De Statenvertaling gebruikt in dit geval het woord 'uitdelers' in plaats van rentmeesters. Een woord dat het oorspronkelijke Grieks weliswaar minder letterlijk weergeeft, maar wel benadrukt dat 'goede rentmeesters' de ontvangen genade van God niet slechts voor zichzelf kunnen en mogen houden, maar goede uitdelers dienen te zijn van deze 'menigerlei genade'. Dit is ook de reden, waarom gedurende deze genoemde samenkomst in Eldoret, op verschillende wijzen de vraag is gesteld, in hoeverre we als christenen, die deze grote genade van God in Jezus Christus hebben mogen ervaren, zelf ook goede rentmeesters, d.w.z. goede uitdelers van deze genade zijn geworden?
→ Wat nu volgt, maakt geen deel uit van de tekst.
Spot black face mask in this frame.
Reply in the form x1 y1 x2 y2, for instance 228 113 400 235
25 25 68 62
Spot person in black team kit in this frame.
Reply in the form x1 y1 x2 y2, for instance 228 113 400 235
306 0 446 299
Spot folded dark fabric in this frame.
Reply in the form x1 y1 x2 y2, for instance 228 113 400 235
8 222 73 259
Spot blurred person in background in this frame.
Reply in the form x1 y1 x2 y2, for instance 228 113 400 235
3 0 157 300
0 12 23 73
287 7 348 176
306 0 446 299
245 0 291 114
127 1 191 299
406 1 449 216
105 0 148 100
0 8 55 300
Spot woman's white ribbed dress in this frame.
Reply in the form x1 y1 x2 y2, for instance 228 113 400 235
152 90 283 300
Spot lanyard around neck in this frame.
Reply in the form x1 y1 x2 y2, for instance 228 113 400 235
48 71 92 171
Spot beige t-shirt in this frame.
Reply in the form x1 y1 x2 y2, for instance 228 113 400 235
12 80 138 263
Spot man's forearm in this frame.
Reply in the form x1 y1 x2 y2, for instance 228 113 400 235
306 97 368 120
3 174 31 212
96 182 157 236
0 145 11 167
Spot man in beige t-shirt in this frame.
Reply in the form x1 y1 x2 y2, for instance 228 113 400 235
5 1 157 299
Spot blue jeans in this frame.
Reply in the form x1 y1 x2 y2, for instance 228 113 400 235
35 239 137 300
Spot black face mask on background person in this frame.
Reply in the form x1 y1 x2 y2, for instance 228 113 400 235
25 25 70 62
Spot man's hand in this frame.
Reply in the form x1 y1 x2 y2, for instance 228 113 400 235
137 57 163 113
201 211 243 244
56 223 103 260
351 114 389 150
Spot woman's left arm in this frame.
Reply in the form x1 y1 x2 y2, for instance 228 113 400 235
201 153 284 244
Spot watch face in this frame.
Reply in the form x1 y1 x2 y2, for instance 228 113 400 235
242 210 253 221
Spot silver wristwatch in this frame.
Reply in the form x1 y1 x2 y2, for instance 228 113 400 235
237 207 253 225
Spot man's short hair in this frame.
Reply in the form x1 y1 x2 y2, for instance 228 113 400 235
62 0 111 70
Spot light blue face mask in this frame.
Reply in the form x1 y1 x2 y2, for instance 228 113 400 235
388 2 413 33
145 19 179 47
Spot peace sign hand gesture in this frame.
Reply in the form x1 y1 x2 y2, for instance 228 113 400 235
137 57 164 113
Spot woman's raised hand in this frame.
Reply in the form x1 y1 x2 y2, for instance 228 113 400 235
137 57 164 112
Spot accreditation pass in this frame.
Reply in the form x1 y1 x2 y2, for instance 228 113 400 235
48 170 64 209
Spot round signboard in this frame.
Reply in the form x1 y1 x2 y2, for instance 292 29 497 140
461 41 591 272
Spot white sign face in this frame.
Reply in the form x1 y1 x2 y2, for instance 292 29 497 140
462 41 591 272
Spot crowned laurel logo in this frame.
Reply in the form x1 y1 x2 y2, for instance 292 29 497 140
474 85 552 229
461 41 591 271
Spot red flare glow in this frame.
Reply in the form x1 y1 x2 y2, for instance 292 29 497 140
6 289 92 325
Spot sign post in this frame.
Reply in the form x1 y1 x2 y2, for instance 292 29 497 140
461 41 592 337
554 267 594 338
Met andere woorden: in hoeverre zijn we ook goede rentmeesters van onze tijd en talenten, die God ons gegeven heeft, om dat wonderlijke woord van genade voor zondaren ook aan anderen door te geven? Bij voorbeeld hoeveel van onze tijd, hoeveel uren van de 168 uur in een week, die we allen in een gelijke hoeveelheid ter beschikking hebben, besteden we voor de arbeid in Gods Koninkrijk, aan het rentmeesterschap van het Woord, op welke manier dan ook? Wanneer ieder gemeentelid alleen slechts probeerde elke week iemand anders op te wekken om 's zondags mee naar de kerk te gaan, dan zou dit reeds een geweldige groei van het kerkelijke leven ten gevolge kunnen hebben. Over rentmeesterschap van het Woord gesproken: hoeveel van onze tijd geven we aan het persoonlijk lezen en bestuderen van het Woord van God, waardoor Hij zo krachtig met Zijn Geest wil werken?
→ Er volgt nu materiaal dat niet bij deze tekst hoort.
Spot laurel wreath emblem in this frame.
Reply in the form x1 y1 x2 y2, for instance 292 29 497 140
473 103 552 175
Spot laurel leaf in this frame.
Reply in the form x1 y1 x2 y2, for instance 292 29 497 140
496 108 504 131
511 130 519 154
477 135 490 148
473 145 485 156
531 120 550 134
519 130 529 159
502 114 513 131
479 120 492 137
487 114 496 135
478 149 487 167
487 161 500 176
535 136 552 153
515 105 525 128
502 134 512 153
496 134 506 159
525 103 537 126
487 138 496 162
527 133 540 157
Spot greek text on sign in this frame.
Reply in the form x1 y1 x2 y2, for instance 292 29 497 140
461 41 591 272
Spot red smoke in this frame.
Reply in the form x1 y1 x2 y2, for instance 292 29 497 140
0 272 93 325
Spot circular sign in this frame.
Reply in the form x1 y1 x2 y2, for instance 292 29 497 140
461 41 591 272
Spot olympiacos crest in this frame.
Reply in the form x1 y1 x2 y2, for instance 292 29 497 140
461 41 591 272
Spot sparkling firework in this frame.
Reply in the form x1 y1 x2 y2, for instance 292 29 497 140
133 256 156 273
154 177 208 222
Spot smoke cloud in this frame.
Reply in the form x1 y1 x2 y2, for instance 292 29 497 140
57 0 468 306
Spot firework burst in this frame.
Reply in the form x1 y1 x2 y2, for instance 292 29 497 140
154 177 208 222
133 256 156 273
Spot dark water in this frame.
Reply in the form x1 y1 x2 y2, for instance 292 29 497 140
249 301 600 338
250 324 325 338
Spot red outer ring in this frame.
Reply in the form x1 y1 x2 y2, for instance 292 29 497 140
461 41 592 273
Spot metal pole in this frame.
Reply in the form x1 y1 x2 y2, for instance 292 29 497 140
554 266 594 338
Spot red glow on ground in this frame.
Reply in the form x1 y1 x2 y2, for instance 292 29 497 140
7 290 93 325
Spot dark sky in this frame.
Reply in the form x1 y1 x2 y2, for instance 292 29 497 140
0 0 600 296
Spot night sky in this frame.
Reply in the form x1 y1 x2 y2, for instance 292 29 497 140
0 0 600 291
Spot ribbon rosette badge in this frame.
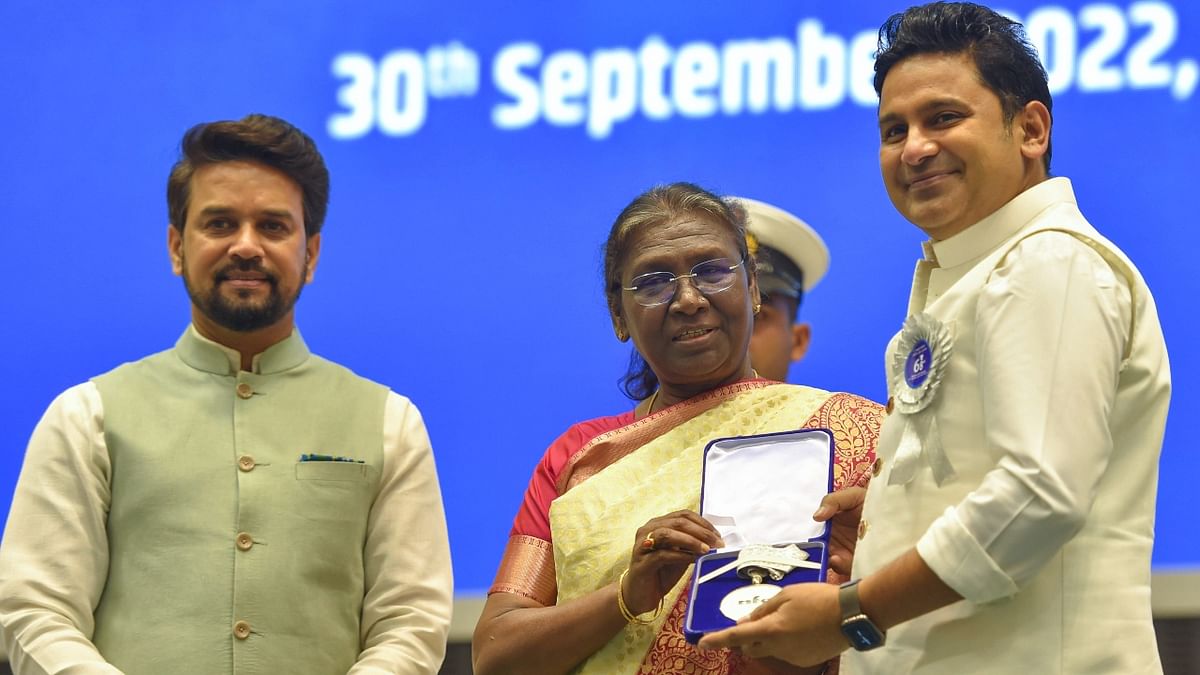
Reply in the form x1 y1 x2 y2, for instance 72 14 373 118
888 313 954 485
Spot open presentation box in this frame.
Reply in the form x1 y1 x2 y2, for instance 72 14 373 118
684 429 834 643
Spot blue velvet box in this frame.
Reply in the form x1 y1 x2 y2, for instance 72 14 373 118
683 429 834 643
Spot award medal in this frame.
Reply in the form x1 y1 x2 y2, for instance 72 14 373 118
720 584 784 621
888 312 954 485
696 544 821 621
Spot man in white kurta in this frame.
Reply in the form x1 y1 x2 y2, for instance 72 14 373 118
702 4 1170 675
0 115 451 675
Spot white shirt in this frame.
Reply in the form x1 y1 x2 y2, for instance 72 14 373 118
847 178 1170 673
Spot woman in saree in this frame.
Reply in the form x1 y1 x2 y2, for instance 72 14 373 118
473 184 882 675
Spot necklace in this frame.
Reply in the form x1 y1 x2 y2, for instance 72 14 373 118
646 388 662 417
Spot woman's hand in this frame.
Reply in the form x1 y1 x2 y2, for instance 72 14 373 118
620 510 725 615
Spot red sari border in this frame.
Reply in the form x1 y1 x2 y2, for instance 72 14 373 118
487 534 558 607
556 380 780 495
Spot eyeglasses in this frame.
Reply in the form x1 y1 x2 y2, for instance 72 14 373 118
622 258 745 307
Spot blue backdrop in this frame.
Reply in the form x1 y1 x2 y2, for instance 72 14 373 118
0 0 1200 592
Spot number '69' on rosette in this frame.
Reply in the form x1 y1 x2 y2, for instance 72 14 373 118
888 312 954 485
Het werd voor velen tijdens de conferentie duidelijk, dat het dan ook allereerst door het rentmeesterschap van het Woord is, waardoor God Zijn Kerk wil bouwen en uitbreiden. Als gevolg waarvan ook het rentmeesterschap over geld en bezittingen ten dienste van God en de naaste — als het goed is — geen moeilijkheid meer mag zijn. Wanneer dit Woord van genade namelijk beslag gelegd heeft op ons leven en Christus is centraal komen te staan. Dan gaat Zijn liefde en genade ons ook dringen in offervaardigheid en dienstbetoon. Zoals Paulus zelf dit zeer benadrukt in 2 Cor. 5 : 9, 14 en 15: Daarom zijn wij ook zeer begerig (...) om Hem welbehaaglijk te zijn ... Want de liefde van Christus dringt ons, als die dit oordelen, dat indien één voor allen gestorven is, zij allen gestorven zijn. En Hij is voor allen gestorven, opdat degenen die leven, niet meer zichzelf zouden leven, maar Dien, die voor hen gestorven en opgewekt is.' Het was vooral dit hoofdstuk dat zeer centraal stond tijdens de bezinning en bijbelstudie en zeer ontdekkend was.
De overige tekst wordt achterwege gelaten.